Osteuropa zwischen Wissenschaft und Politik
In: Osteuropa heute: Entwicklungen - Gemeinsamkeiten - Unterschiede, S. 13-44
Der Verfasser schildert die Entwicklung der wissenschaftlichen Osteuropaforschung in Deutschland. Er setzt sich mit der Wahrnehmung Osteuropas und seiner Teilregionen in Wissenschaft und Politik auseinander und geht der Frage nach, ob und inwieweit es gerechtfertigt ist, "Osteuropa" noch immer übergreifend als Gegenstand der Wissenschaften zu behandeln. Anschließend wird in einem geschichtlichen Längsschnitt das Wechselverhältnis zwischen Wissenschaft und Politik bezüglich Osteuropa im 20. Jahrhundert thematisiert. Vor diesem Hintergrund wird die Wahrnehmung Osteuropas in Politik und Wissenschaft heute, nach dem Ende des Kalten Krieges, analysiert. Dabei wird auch das Thema aus dem Blickwinkel der eigenen Erfahrungen im postsowjetischen Raum, teils als Rechtsberater, teils als vergleichend arbeitender Regionalwissenschaftler betrachtet.

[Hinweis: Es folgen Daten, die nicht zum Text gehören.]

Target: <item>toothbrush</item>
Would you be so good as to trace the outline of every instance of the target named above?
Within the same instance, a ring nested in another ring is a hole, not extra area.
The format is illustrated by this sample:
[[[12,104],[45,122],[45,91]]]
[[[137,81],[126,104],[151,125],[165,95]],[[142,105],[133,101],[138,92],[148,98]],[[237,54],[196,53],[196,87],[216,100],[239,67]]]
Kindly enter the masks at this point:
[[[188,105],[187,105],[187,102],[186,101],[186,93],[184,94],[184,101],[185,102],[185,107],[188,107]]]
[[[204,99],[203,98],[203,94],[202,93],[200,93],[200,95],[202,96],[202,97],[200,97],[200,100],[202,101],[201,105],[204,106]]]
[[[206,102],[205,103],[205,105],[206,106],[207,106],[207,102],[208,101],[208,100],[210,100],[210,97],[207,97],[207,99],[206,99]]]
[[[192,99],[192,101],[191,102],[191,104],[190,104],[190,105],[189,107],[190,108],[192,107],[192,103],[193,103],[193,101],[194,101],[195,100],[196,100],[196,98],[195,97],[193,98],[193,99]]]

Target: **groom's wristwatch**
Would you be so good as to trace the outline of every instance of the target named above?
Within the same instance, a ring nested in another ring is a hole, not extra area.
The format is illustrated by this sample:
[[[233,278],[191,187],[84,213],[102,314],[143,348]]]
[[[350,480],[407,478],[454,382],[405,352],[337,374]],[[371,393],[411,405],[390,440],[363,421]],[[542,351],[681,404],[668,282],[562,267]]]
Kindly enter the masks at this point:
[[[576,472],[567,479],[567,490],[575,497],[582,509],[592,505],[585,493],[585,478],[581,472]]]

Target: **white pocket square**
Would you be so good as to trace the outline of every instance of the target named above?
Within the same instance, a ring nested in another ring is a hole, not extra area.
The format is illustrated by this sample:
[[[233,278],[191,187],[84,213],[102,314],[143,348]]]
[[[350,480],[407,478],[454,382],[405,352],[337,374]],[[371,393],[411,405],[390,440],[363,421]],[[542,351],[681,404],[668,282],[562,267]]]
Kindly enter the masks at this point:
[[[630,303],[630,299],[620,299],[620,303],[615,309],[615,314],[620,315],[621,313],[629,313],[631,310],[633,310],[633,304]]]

Es wird gezeigt, dass mit den Programmen der EU und des Europarates in Osteuropa sich bei der Förderung der Menschenrechte, bei dem Schutz nationaler und ethnischer Minderheiten sowie bei der Gewährleistung eines demokratischen Wahlrechts, freier und fairer Wahlen und bei der Wahlbeobachtung die Aktivitäten der Organisation für Sicherheit und Zusammenarbeit in Europa (OSZE) überschneiden. Politik und Wissenschaft sind im Transformationsprozess Osteuropas infolgedessen eine enge Verbindung eingegangen. Da die Zielwerte und Hauptrichtungen dieser Kooperation - Demokratie, Rechtsstaat, Menschenrechte, Marktwirtschaft, Zivilgesellschaft - auf beiden Seiten völlig unstreitig sind, haben die Wissenschaftler bei ihrer Beratungstätigkeit sehr weite Spielräume, um von ihnen favorisierte Reformvorstellungen einzubringen. "Die Politik" vertraut hier der Wissenschaft; sie beschränkt sich vielfach darauf, den institutionellen, organisatorischen Rahmen bereit zu stellen und die Finanzierung zu sichern. Von einer Instrumentalisierung der Wissenschaft durch die Politik kann daher, wenn überhaupt, nur sehr begrenzt die Rede sein. Der Autor argumentiert, dass Politik und Wissenschaft, Wissenschaft und Politik in Osteuropa seit dem Zusammenbruch der sozialistischen Staats- und Wirtschaftsordnungen aufs engste dabei zusammen gearbeitet haben, das totalitäre kommunistische Erbe in allen Lebensbereichen zu überwinden, gemeineuropäische Standards politischer, wirtschaftlicher, rechtlicher, gerichtlicher, administrativer Kultur in den Staaten Osteuropas und der GUS zu etablieren und durchzusetzen oder sie wenigstens zu fördern. (ICG2)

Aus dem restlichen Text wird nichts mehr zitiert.